Given that the twentieth century was a century of murder, the twenty-first has to be an improvement. Yet this is poetry of a divided society. Is there a sense of waste here, or is a restless and fractured peace an attainment of sorts?
This is poetry of foreboding, I am afraid. The dominant symbols of the last century may well remain Auschwitz and Hiroshima. But we have developed the means of committing mass murder on a far greater scale. Many rulers of states and terrorist organizations are openly fantasizing about that.
We are having a rough time, but we have survived worse, the Cold War for example. But for survival, this time we really must put aside our tribal enmities.
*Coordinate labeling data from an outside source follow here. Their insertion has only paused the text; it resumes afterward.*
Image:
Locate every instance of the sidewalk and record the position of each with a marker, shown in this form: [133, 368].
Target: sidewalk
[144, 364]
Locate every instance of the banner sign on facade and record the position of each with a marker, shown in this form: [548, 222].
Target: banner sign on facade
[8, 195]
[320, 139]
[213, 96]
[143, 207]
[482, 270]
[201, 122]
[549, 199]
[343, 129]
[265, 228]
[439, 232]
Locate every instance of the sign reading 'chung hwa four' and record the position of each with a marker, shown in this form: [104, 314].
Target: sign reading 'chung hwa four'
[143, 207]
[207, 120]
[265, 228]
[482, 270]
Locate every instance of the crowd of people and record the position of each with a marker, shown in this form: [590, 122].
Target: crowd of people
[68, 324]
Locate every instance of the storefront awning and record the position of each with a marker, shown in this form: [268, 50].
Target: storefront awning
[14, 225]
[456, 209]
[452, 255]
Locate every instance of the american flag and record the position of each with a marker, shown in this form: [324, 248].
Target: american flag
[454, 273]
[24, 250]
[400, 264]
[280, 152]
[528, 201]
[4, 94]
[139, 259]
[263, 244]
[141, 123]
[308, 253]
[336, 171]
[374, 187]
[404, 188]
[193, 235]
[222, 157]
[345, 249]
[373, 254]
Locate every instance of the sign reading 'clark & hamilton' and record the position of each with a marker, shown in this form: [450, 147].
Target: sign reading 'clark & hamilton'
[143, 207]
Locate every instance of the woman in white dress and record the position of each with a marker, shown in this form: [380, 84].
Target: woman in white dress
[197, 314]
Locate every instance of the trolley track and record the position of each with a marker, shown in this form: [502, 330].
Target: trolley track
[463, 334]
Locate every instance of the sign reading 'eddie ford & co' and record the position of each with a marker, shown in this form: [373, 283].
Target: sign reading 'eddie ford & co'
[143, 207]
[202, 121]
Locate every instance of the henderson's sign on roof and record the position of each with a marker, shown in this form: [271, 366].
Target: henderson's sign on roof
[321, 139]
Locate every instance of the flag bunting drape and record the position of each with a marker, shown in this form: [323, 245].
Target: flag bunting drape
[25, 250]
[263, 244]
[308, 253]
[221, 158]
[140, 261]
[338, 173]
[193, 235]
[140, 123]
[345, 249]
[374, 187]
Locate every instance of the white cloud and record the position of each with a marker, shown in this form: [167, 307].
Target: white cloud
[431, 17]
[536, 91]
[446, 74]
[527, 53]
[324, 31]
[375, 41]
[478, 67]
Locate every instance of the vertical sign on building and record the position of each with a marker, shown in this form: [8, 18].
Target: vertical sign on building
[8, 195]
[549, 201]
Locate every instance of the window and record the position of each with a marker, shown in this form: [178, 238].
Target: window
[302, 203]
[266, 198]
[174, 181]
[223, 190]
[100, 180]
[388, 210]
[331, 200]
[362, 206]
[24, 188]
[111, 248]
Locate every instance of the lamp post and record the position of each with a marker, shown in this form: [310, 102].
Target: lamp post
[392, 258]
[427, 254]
I think it is the task of poets, most of all, to direct humanity’s gaze towards collective survival.
I thought I spotted Andrew Marvell among your lines (‘our pleasantly prudent lives would stroll on forever/if the passion of mortals yielded to prudent control’) and Eliot (‘Faces, dead faces, O/the faces, the faces I know.’) Who are your influences?
Marvell I love, Eliot I loathe. Both are my teachers. I have had many teachers including the writers, critics and editors who have reviewed and improved and taught my work, such as you and Zsuzsanna Ozsváth, and Nicholas Bielby, Andy Croft, Alan Dent and George Simmers. I count among my teachers the poets whose work I have translated into English, and those who have translated mine into their own languages (including Hungarian).
The greatest among these masters was György Faludy (1910-2006), a Hungarian poet equal to his beloved Auden, Lorca, Mandelstam and Yeats, who was my teacher all my life and my close friend towards the end of his. Among the contemporary English poets, my best teacher is also my best friend, Bernard Kops.
You write that what matters most in poetry is the passion expressed by the words. Is poetry no more and no less than a manifestation of the passion for being?
Poetry can and should express our passion for being, as well as a lot of other things. Our passionate intensity is our greatest source of power in any sphere, from the boardroom to the battlefield. It is also the force that can turn a good poem into a great one.
Many people are embarrassed by each other’s passion, and even by their own. They fear the effect of destructive passion that can do great harm. But all passion is not destructive… while all suppressed passion can easily become that.
You were 18 when you were forced to leave your country. What would you say to your 18-year old self if you could meet him now?
I would say to him that I am glad he had the chutzpah to try… but I would be more interested in what he might say to me.
He would be overjoyed that an accomplished, serious lady like you should ask me such marvelous questions. He would be delighted that I have managed to become a poet against all the odds, and an English poet at that. He would be astounded that I am still alive. Most importantly, he would approve of my plans for our next book.